A Copa do Mundo é o catalisador. Uma boa campanha com o México em 2026 pode reposicionar Álvarez no mercado de uma forma que nenhuma temporada regular conseguiria. É a janela que ele precisa aproveitar.
O que já aconteceu na trajetória
A história começa no América, clube da Cidade do México, onde Álvarez conquistou a Liga MX no Apertura 2018 e a Copa México no Clausura 2019. Não era um jovem promissor qualquer — já havia sido convocado para a Seleção Mexicana na Copa do Mundo de 2018, na Rússia, antes de completar 21 anos.
O salto veio com o Ajax, e foi um salto de verdade. Na Holanda, o volante mexicano ganhou a Eredivisie em duas temporadas consecutivas — 2020/21 e 2021/22 — e ainda somou a Copa dos Países Baixos de 2020/21. Eram anos de Ajax dominante, de futebol europeu de alto nível, de Álvarez aprendendo a jogar em um sistema que exigia inteligência posicional acima de tudo.
Com a Seleção Mexicana, o currículo é robusto: três Copas Ouro da CONCACAF (2019, 2023 e 2025) e a Liga das Nações da CONCACAF de 2024/25. São títulos que, no contexto da América do Norte, têm peso real. O México não ganha esses torneios por acidente, e Álvarez esteve presente em cada um deles.
A chegada ao West Ham representou o desafio inglês — o mais duro do mundo em termos de intensidade física e ritmo de jogo. A temporada anterior, 2024/2025, trouxe 28 jogos e 1 assistência, um período de adaptação e consolidação que agora começa a dar frutos com a regularidade de 31 partidas na temporada vigente.
Os obstáculos no caminho
Nenhuma trajetória chega ao pico sem resistência. No caso de Edson Álvarez, os obstáculos são menos dramáticos e mais estruturais — o que, às vezes, é ainda mais difícil de superar.

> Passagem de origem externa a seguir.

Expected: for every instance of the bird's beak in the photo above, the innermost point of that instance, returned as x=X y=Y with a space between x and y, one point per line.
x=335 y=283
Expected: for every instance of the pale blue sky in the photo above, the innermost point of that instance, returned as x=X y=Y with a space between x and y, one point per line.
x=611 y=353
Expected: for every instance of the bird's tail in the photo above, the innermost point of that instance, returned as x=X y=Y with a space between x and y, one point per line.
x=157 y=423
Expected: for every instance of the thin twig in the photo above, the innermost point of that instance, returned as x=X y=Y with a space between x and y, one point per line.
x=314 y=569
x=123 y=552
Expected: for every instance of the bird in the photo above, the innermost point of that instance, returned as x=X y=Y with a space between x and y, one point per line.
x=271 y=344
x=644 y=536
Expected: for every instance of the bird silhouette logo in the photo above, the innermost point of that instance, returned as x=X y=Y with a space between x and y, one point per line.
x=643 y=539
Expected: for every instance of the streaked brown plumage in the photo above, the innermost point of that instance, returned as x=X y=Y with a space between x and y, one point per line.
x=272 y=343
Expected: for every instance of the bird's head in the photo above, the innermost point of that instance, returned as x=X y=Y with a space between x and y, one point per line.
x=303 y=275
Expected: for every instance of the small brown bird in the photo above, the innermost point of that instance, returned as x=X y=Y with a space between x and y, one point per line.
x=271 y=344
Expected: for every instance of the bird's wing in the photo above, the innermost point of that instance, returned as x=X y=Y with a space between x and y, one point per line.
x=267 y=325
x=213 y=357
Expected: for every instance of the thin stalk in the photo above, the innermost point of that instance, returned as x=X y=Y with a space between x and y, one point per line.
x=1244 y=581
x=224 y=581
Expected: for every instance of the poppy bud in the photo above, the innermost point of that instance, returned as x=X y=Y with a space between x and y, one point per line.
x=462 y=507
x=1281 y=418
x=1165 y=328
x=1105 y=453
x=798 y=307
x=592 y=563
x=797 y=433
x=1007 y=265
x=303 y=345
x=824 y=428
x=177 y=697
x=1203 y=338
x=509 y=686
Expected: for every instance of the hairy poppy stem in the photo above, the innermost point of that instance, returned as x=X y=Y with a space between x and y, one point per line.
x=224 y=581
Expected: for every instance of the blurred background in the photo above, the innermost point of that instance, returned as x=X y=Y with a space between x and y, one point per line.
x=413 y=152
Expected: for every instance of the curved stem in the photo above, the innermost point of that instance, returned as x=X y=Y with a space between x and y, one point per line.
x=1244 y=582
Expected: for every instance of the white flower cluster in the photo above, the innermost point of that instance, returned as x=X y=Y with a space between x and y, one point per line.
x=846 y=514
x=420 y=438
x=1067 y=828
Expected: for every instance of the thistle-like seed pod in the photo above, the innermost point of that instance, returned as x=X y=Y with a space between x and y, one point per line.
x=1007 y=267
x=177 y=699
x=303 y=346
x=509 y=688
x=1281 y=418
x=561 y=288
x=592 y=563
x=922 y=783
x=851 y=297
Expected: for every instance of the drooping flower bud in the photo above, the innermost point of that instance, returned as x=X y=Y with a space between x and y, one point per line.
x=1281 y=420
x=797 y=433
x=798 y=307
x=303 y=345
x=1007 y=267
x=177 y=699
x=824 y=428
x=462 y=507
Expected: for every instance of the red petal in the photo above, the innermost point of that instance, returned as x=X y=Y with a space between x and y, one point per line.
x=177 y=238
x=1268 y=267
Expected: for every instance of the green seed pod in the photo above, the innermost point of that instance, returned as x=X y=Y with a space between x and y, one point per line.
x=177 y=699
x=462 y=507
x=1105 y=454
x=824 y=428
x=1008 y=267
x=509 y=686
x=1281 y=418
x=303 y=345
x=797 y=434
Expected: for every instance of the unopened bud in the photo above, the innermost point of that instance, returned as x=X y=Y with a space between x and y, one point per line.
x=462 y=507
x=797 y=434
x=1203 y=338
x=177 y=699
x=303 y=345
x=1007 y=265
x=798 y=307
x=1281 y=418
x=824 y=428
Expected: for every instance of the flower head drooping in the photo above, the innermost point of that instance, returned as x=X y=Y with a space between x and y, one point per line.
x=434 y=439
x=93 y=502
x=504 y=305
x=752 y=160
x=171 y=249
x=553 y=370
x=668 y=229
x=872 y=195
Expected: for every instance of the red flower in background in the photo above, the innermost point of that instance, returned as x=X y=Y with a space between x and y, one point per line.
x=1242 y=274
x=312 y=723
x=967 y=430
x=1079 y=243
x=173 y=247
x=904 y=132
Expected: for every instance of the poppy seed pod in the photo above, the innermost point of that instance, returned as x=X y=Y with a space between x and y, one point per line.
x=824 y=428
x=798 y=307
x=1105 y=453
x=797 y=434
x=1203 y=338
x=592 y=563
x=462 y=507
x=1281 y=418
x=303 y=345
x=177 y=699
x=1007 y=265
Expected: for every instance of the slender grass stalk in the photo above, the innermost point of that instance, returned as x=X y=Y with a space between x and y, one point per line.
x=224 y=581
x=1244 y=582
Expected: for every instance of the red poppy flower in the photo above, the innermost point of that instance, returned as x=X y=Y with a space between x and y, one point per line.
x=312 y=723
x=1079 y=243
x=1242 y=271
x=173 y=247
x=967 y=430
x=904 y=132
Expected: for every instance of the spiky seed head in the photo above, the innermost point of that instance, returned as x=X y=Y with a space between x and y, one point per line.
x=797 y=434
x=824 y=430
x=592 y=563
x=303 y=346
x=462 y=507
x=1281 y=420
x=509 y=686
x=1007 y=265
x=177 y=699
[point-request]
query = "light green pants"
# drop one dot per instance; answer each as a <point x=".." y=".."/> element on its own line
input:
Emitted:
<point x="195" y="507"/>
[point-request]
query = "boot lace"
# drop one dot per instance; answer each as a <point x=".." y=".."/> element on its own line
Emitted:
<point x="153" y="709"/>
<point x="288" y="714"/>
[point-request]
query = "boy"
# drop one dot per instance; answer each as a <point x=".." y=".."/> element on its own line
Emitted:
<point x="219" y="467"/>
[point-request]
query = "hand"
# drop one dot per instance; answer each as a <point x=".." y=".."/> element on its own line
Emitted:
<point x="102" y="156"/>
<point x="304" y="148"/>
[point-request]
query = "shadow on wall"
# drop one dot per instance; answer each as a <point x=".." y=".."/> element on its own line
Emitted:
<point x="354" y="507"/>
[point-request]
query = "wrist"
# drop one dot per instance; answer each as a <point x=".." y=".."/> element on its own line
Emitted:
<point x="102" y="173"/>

O primeiro é a invisibilidade da posição. Volantes de contenção que não marcam gols e raramente dão assistências dependem de contexto narrativo para serem valorizados. Quando a imprensa não constrói esse contexto, o jogador existe apenas nos olhos de quem entende de futebol de verdade. Álvarez tem 1 gol e 1 assistência nesta temporada — e provavelmente fez muito mais do que isso em termos de desarmes, coberturas e saídas de bola que nunca vão aparecer numa tabela de estatísticas básicas.
O segundo obstáculo é a pressão da Copa do Mundo. Jogar um torneio desse tamanho em 2026, com o México como anfitrião parcial, carrega uma expectativa que pode pesar tanto quanto impulsionar. Álvarez vai para o torneio como peça central do meio-campo mexicano — e o México vai com a torcida de três países na arquibancada.
O terceiro, talvez o mais silencioso, é o tempo. Aos 28 anos, ele não tem mais a margem de erro de um jovem de 22. Cada temporada abaixo do nível esperado fecha uma janela que não reabre. A Premier League não espera — e o mercado, menos ainda.
É o mesmo cenário que Javier Mascherano viveu no Liverpool em 2010, às vésperas de uma Copa do Mundo — um volante de elite numa equipe em transição, precisando que o torneio o relançasse para o nível que seu talento sempre prometeu. Só que agora a aposta é diferente: a Copa do Mundo é em casa, e Edson Álvarez sabe disso melhor do que ninguém.